In both photographs, but particularly Boebert’s, the children are exercising proper gun safety. Their fingers are off the trigger and the weapons are pointed in what appears to be a safe direction. There’s no threatening imagery or gestures present. There’s just a family exercising their Second Amendment rights.
Every time a Republican posts a picture of themselves and their families snuggled up to the muzzle of a semiautomatic rifle immediately after a mass shooting, I wonder what the Founding Fathers would think if they knew that this was what was to become of the Second Amendment.
I think they’d have realized that if people like the author didn’t get the vapors over every appearance of a firearm and if people didn’t try to restrict gun ownership in the wake of these shootings, there wouldn’t be any reason for anyone to post such images.
However, you’re also deluded if you think the Founding Fathers wouldn’t have taken similar pictures.
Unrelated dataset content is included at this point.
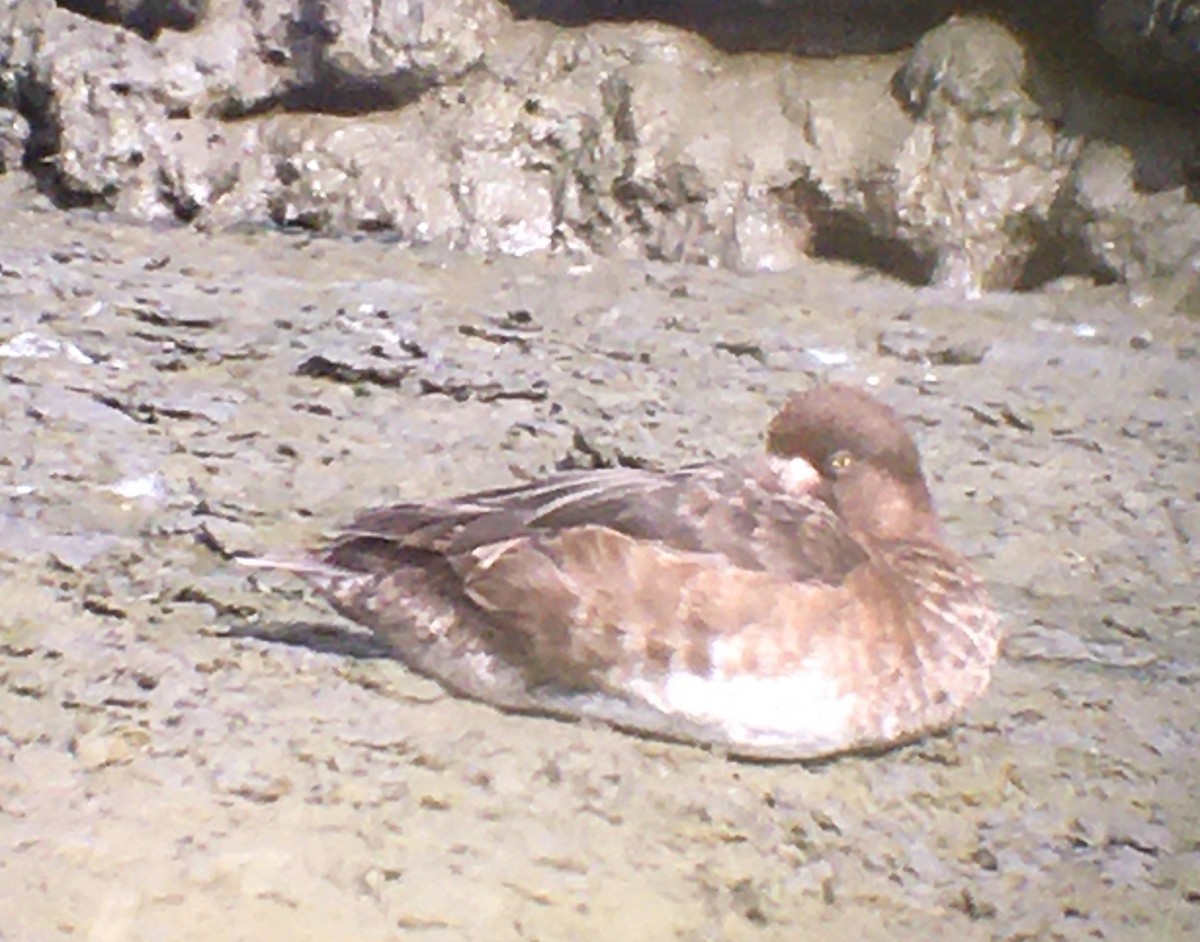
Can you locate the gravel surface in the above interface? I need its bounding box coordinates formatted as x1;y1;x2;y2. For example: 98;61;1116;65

It’s likely the only reason they didn’t was that there was no photography. With pictures being such time-consuming things in their day, holding a firearm for hours or days wasn’t particularly attractive. Getting a quick shot with a cell phone? That’s a whole other matter.
And let’s remember that our Founding Fathers didn’t try to disarm people who sided with England after the Revolution. It wasn’t just gun rights for those who favored independence. In the wake of the Civil War, Confederate troops were allowed to remain armed as well. These were people who actively opposed to the American government of their day, and there was no effort to disarm them.
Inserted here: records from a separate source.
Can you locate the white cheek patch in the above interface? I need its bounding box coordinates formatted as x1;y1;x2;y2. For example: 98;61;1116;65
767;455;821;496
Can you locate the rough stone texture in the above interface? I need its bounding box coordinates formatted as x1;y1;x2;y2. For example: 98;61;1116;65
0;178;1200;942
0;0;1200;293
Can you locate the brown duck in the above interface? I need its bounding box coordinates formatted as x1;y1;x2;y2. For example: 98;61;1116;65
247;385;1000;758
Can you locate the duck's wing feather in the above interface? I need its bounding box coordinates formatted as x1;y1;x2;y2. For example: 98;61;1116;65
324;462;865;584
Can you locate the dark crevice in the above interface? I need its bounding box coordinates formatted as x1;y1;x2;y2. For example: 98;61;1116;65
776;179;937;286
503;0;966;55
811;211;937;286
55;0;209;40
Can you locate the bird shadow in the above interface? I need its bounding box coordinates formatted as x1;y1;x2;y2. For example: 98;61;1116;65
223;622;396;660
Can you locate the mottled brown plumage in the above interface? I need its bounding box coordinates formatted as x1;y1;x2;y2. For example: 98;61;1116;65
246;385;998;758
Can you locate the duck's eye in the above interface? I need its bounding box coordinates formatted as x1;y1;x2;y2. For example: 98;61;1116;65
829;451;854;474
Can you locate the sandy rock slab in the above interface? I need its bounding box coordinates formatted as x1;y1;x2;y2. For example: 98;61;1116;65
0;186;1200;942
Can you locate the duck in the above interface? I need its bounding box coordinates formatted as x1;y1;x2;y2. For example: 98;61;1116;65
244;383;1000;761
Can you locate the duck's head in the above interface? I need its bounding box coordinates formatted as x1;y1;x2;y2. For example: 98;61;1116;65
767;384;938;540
The truth of the matter is that photographs like Boebert are desperately needed.
No, they aren’t without their problems, but it’s important that people like this writer come to understand that gun owners have no reason to restrain themselves because of what someone else did. We shouldn’t feel obligated to hide our gun ownership simply because some people think we should.
The fact that she’s clearly just upset by the image–she admits that the Second Amendment protects our right to keep and bear arms, but seems upset simply that the picture was shared–doesn’t mean we should change anything.
So gather your families together and take photos of everyone holding a gun if you want. It’s not anyone’s place to tell you that you can’t do it.